The new 3-D laparoscopic systems allow improved visualization, with the sensation of depth, and therefore better spatial orientation. The aim of this new technology is to make surgery more convenient and faster, with increased safety and consequently less morbidity and mortality. Improved vision, founded upon 3-D visualization, is the goal of both these modern devices and of robotic surgery—though the latter is more expensive and involves a longer learning curve. The 3-D systems are a little more expensive than the conventional 2-D systems, though handling is similar in both.
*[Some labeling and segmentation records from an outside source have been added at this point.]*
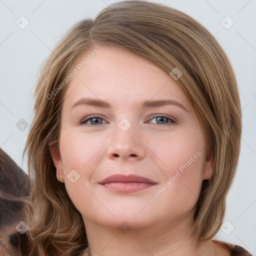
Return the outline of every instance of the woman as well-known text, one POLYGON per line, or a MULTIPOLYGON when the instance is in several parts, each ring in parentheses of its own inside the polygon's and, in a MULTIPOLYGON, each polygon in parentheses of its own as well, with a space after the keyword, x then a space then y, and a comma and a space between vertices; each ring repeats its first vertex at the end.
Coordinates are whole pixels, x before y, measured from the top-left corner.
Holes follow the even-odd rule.
POLYGON ((193 18, 132 1, 78 23, 46 62, 34 109, 31 255, 250 255, 212 240, 240 106, 226 54, 193 18))

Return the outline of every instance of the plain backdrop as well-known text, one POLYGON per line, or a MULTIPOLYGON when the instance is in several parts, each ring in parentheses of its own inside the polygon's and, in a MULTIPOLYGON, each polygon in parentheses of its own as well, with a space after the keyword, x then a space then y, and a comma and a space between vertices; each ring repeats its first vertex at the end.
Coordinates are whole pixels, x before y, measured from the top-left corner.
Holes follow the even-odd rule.
MULTIPOLYGON (((74 24, 95 18, 116 2, 0 0, 0 146, 26 172, 26 156, 22 160, 22 152, 33 118, 33 96, 40 65, 74 24)), ((215 238, 240 245, 255 256, 256 0, 154 2, 181 10, 204 26, 234 69, 242 108, 242 148, 224 224, 215 238)))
In our experience, and from the start of 3-D surgery, the learning curve was very short, as we quickly became used to the new form of visualization. In the first cases, the duration of surgery was similar to that of previous operations using 2-D systems and was seen to shorten as our experience with 3-D laparoscopy increased. This improvement in laparoscopic skills is also evidenced when expert and novel surgeons perform a series of pelvitrainer tasks—better results are obtained with the 3-D systems than with the traditional 2-D systems.^1–5 In this respect, the 3-D techniques may shorten the learning curve, thereby allowing surgeons to gain expertise in a brief period of time.^1,2

Mention must also be made of the possible negative effects of these new 3-D systems. The first reports described surgeon dizziness and nausea, though this is no longer a problem with the new systems. A pending issue is possible eye fatigue with this new technology. As evidenced by our own experience, a number of rules should be followed when performing surgery of this kind:

• 1. 

  The modern 3-D systems use 2 high-resolution cameras at the distal tip of the device. We must establish an adequate distance between our eyes and the monitor, seeking stereopsis comfort zones for optimum visualization, and avoiding the limitations of the human eye.⁶ In our system, the distance between the eyes of the surgeon and the monitor should be 2.5 times the diagonal length of the monitor.

• 2. 

  The current 3-D monitors are less bright than the 2-D monitors; it therefore may be useful to darken the operating room.⁶

• 3. 

  Brusque movements of the optics are to be avoided as the resulting discomfort is greater than in the case of brusque movements with 2-D systems.

• 4. 

  It is advisable to occasionally and alternately close one eye and then the other in order to discern whether the optics are dirty, as this is harder to determine than with the 2-D systems.

• 5. 

  The optical trocar must have generous space with respect to the other trocars in order to avoid contact that can move the lens or instruments located very close to the camera, thereby altering the view.

Our results indicate that these systems may become very useful in the near future. For a few seconds, we compared 2-D versus 3-D visioning in performing common tasks such as suturing or examining the angle of His, switching between the 2 modes by simply pressing a button on the optics. All team members agreed that visualization was better in 3-D, and that consequently the surgical steps were safer—this being the fundamental advantage sought by 3-D laparoscopic surgery.

In conclusion, further prospective studies are needed comparing 2-D and 3-D laparoscopic surgery, with the evaluation of surgery times, safety, and morbidity and mortality. Perhaps, in the near future, improvement in the 2-D systems should be switched to 3-D.